The Fourth of July game Mose hosted was nothing like that.
Instead of sitting around someone’s dining room table in an apartment, they had a suite at the luxurious Royal Sonesta Hotel in the heart of the French Quarter. There was an open wet bar with top-shelf liquors, and instead of potato chips and pizza they had trays of sandwiches and potato skins from room service. They also had a real casino poker table with two nonplayers (Jerome being one) alternating as dealers.
The stakes were $25/$50/$100 with $500 chips available if the betting got fierce. It was the highest stakes game Griffen had ever sat in on, and he was worried that it would affect his game. While in theory, one should play a blue chip the same whether it was worth a dollar or a hundred dollars, it was hard to keep the actual dollar value out of one’s mind. As an example, Griffen had always avoided the penny/nickel/dime games back at school. For one thing, the amount to be won in a single evening wasn’t worth the time and effort. More important, the low stakes affected everyone’s play. Even if someone raised your bluff the limit on the last card, for a dime it was easy to call the raise just to see if your busted flush and one medium pair would stand up.
There was another worry just as bothersome.
Mose had told him that the word was out through many of the regular players that Griffen was being groomed to take over the operation. When they phoned or e-mailed in to reserve a seat in the weekend’s game, they had also commented that they wanted to meet and play against the new wunderkind. This made Griffen very self-conscious and aware of his age. Even though both Mose and Jerome counseled him not to worry about it, he was afraid that the players would consider him too young to run the operation and take their play elsewhere. That would bode ill for his eventual involvement.
There were five players in addition to Mose and himself: a middle-aged businessman and his teenage son from Oklahoma, a solidly built Philippine woman from Los Angeles who was a surgeon, a well-dressed black man who was some kind of politician locally, and a Chinese restaurant owner who Griffen recognized as a semiregular at the Irish pub. He had wondered about the teenager being allowed to sit in, but was told that it was sort of a coming-of-age ritual. The businessman’s father had brought him to sit in on one of Mose’s games when he was in his teens, and the man wanted to continue the tradition.

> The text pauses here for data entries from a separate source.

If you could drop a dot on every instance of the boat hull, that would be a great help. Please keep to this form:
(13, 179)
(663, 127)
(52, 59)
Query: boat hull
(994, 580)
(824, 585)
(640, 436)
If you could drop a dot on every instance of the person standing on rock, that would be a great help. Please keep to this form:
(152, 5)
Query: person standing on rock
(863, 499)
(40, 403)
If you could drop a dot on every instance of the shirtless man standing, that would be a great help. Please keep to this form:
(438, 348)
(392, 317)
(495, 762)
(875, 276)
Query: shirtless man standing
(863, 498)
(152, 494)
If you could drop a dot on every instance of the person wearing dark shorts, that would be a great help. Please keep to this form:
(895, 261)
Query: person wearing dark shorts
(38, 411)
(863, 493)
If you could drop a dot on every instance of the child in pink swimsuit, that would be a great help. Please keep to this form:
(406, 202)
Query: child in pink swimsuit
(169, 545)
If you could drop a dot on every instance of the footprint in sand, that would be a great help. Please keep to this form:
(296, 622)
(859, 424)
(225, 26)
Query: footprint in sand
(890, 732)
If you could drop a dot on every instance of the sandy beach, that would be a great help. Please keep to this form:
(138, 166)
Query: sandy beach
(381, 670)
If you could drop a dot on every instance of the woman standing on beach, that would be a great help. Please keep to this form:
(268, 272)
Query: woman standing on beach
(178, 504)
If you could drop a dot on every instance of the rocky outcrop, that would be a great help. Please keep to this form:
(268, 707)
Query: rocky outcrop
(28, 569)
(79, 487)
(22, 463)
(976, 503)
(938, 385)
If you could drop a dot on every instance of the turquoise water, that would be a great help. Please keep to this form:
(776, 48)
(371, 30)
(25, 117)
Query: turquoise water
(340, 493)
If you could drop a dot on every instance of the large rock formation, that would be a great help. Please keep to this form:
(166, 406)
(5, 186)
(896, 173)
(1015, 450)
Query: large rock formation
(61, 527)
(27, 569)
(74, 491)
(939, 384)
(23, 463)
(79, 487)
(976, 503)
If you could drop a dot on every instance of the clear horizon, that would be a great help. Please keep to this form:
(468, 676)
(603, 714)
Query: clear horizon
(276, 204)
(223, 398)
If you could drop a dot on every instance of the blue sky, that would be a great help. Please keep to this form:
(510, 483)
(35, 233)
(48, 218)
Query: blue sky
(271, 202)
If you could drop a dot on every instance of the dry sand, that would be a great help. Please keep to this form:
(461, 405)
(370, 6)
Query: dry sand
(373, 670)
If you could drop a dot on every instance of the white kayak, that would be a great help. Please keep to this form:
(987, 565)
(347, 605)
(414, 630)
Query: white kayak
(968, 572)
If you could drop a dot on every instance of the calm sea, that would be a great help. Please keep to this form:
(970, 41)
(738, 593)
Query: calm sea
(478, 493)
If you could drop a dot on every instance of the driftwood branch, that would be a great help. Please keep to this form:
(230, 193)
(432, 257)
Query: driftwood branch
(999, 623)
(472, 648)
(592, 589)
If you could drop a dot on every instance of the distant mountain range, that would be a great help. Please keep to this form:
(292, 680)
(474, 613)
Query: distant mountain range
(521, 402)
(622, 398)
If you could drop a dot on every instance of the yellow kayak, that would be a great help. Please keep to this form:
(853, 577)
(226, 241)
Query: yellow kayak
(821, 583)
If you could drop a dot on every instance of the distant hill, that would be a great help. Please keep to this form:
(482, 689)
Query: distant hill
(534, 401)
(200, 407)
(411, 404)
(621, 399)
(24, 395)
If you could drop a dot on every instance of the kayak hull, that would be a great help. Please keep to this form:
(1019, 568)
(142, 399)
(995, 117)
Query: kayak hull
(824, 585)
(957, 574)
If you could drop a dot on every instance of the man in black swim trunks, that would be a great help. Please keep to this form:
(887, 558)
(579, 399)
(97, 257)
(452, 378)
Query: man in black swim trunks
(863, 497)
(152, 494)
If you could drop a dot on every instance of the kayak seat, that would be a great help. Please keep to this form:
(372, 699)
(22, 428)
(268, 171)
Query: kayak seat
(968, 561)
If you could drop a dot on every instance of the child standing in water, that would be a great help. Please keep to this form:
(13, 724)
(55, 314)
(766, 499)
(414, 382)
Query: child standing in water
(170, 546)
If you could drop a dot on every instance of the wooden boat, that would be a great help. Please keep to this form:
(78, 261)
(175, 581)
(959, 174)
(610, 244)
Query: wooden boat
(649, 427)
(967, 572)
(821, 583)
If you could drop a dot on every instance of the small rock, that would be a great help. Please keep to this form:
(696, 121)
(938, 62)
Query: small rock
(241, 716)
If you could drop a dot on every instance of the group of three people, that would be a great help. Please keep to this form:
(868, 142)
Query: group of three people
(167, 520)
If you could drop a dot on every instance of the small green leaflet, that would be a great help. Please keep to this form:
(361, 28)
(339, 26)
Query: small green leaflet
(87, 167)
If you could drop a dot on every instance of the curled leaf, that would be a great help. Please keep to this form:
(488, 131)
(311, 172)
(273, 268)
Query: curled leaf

As the evening progressed, Griffen began to gradually relax and lose himself in the play of the game. For once, he felt that he didn’t have to worry about threats on his life. All of the players were well-known and vouched for by Mose, and no one else came in or out of the room. They were all good players, though the teenager was clearly the weakest, but Griffen found he could read them as easily as he had his old opponents at school.
Mose had the fewest “tells” with the Philippine lady a close second, but everyone seemed to have those little habits and gestures that would signal when they had a good hand or if they were bluffing. In addition, there were changes in breathing patterns and eye blinks that were more telling than the players’ betting patterns or table talk. The teenager might as well have been playing his cards faceup.
When a break was called after four hours of play, Griffen estimated that he was several thousand dollars ahead.
“So, Mose. What’s this I hear that you’re going to be stepping down in favor of this young Turk here?” the businessman said, freshening his drink.
“Nothing goes on forever, Mr. Goodman,” Mose said. “I figure it’s time I started taking it easy.”
“Oh, bullshit,” the businessman said. “Com’on Mose. You were old when I was Junior here’s age…and I keep telling you, it’s Hank, not Mr. Goodman. I mean, you call Lollie here Tia, don’t you?”
“‘Tia’ is a Spanish word,” the Philippine woman said. “It means ‘aunt’ and is a title or honorific, like when he calls you ‘mister.’ Mose is just being polite.”